BD - Earth day 2024

Carpeting in Hospitals

Design from the floor upwards

Good design is more than providing a softer floor for healthcare workers or using different carpet colours to help patients find their way around what can be a bewildering place.

In recent years, the medical profession has been adopting “evidence-based medicine” that uses research finding to guide best practice, rather than simply accept expert opinion, the traditional and the age-old route towards clinical decisions.

The same is true in hospital design, where architects and interior designers have come to recognise that a healthcare facility is more than just its component parts. It should be a place that goes beyond mere functionality to create an environment that actually aids patient recovery.

Evidence-based design can be about recognising the importance of something as simple as natural light. For example, it’s long been known that we are all influenced by circadian rhythms that govern our performance in numerous ways – including sensitivity to drugs, hormone secretion, sleep patterns and immune responses.

Knowing that is one thing, but making natural light a key part of the architectural brief requires good medical evidence – and there is now plenty.
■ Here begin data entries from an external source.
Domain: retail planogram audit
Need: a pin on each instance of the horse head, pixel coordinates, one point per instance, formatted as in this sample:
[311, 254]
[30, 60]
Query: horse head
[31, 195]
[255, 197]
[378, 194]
For example, a 2005 study (1) that showed that patients in a brighter area of a hospital took 22% less analgesic medicine than patients with the same medical condition on the dark side of the hospital. Apart from the human cost, that equated to a 21% cost differential.

Patient experience

Good healthcare design, based on empirical evidence, aims not only to make the patient experience better but to improve patient outcomes. For architects and interior designers, it’s about building complex and expensive facilities that are designed to work to best effect, and then testing every aspect of their design.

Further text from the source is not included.